A computer virus is locking up computers in Richmond County and beyond and trying to scam people out of money.
The virus is called the FBI Green Dot MoneyPak Virus or the FBI ransomware scam and shows itself as a pop-up screen on the computer. The screen completely locks the computer down and tells the user that the computer has been locked for violating a federal law, usually related to child pornography.
The virus tries to scare computer users into paying a fine with a Green Dot MoneyPak debit card.
The Green Dot MoneyPak card is a prepaid debit card that can be reloaded with money as needed. The cards are sold at Walmart, Walgreens, CVS/pharmacy and many other locations.
The Walmart corporation has been notified of this scam and has released a statement with a screen shot of what the virus looks like.
The virus screen says, “This operating system is locked due to the violation of the federal law of the United States of America! (Article 1, Section 8, Clause 8; Article 202; Article 210 of the Criminal Code of the U.S.A. provides for a deprivation of liberty for four to twelve years.) Following violations are detected: Your IP address was used to visit websites containing pornography, child pornography, zoophilia and child abuse. Your computer also contains video files with pornographic content, elements of violence and child pornography! Spam-messages with terrorist motives were also sent from your computer. This computer lock is aimed to stop your illegal activity. To unlock the computer you are obliged to pay a fine of $200. You have 72 hours to pay the fine, otherwise you will be arrested. You must pay the fine through MoneyPak: To pay the fine, you should enter the digits resulting code, which is located on the back of your MoneyPak, in the payment form and press OK (If you have several codes, enter them one after the other and press OK). If an error occurs, send the codes to address firstname.lastname@example.org,” the virus says.

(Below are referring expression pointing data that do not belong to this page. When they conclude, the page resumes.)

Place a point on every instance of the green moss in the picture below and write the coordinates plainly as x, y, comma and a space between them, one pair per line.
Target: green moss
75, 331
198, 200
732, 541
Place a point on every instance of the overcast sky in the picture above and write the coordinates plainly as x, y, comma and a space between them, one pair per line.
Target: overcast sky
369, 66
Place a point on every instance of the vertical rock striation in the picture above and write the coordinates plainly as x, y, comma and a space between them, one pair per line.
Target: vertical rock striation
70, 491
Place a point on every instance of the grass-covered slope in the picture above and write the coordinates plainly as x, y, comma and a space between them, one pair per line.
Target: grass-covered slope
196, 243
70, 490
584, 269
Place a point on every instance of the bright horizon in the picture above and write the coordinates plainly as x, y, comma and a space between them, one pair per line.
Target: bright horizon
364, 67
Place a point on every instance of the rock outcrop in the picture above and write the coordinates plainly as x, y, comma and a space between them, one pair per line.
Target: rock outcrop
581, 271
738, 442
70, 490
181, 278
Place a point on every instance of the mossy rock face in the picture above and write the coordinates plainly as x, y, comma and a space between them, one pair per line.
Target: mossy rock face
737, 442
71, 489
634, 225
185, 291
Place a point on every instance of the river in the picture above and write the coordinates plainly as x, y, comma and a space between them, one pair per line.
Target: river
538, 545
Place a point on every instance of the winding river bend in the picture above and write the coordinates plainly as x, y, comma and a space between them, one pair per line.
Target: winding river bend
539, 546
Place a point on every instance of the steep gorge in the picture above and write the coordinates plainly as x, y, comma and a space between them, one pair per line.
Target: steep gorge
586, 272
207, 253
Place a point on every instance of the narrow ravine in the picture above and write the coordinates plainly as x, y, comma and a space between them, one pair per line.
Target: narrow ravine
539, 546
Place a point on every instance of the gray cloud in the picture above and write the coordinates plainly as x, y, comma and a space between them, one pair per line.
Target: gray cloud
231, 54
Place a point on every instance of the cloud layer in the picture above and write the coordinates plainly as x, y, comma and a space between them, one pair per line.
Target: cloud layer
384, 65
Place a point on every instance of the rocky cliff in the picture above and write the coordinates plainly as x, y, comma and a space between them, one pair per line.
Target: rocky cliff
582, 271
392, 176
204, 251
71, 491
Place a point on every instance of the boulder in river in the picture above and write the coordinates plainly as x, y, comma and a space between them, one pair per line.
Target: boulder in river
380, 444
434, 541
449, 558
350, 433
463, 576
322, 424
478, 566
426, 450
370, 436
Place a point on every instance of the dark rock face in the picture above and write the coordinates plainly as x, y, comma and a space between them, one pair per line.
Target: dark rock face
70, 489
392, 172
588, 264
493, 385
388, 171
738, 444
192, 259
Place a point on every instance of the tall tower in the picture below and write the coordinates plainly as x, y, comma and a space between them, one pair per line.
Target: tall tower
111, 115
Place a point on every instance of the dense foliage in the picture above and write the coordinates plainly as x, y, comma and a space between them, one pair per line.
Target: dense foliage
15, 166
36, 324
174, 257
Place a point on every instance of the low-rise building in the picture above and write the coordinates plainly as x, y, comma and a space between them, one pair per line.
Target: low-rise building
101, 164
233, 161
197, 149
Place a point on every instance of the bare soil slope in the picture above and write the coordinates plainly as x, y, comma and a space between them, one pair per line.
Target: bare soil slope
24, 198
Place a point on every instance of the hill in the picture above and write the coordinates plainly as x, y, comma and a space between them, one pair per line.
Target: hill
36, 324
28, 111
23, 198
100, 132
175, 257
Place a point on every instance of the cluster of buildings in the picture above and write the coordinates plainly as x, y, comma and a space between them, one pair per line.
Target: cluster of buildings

The statement said that Walmart is not associated with this scam and advises victims of the virus to file a complaint with the Internet Crime Complaint Center, also know as IC3. “The IC3 is a partnership between the Federal Bureau of Investigation (FBI) and the National White Collar Crime Center (NW3C),” said Walmart.
Amanda Letchford, of Rockingham, got the virus screen on her computer Sunday morning on Jan. 18. She said she turned on her computer and noticed that it was running slow. A white screen came onto her computer followed by the black virus screen. Letchford said that at the top of the virus screen was a picture taken with her webcam, with her name and location underneath. “I kind of flipped out,” she said.
Letchford called her cousin, Virginia native Patsy Letchford, who rushed over to see what was wrong. Patsy looked at the screen. “The only clue that it wasn’t the FBI was that you had to pay money with a Green Dot card,” said Patsy.
The women got on the Internet using their phones and found out it was a virus.
“I have never had anything like this happen before. I was really panicking,” Amanda said.
Amanda took her computer to Todd’s Computer Sales and Service on Rockingham Road. Rob Arnette, computer technician for Todd’s, said that the virus has to be removed manually.
According to Arnette, it is hard to pinpoint the origin of a virus.
“When a virus gets into a computer it hides itself behind a file or a program,” he said. One of the ways to protect a computer from a virus is to install a virus protection program. Although no anti-virus program is 100 percent effective, Arenette does warn against Norton Anti-virus software and McAfee Anti-virus software because, “about 95 percent of computers with viruses have Norton and McAfee,” he said.
Green Dot also released a statement that said it is working with the FBI and the Department of Justice’s Computer Crime and Intellectual Property Division to combat the virus.
“Consumers are encouraged to immediately report fraudulent activity to Green Dot by calling 1-800-GREENDOT (800-473-3636) so we can attempt to recover any funds that have not already been removed by a scammer and can continue working with law enforcement to identify the origin of these activities and these abuses,” Green Dot said.
Amanda said she wants to warn people about the virus and tell them to be careful. “Don’t go out and pay it. Think. If government wants you to pay something, they are going to want you to pay with a Visa or Mastercard. Not a Green Dot card,” she said.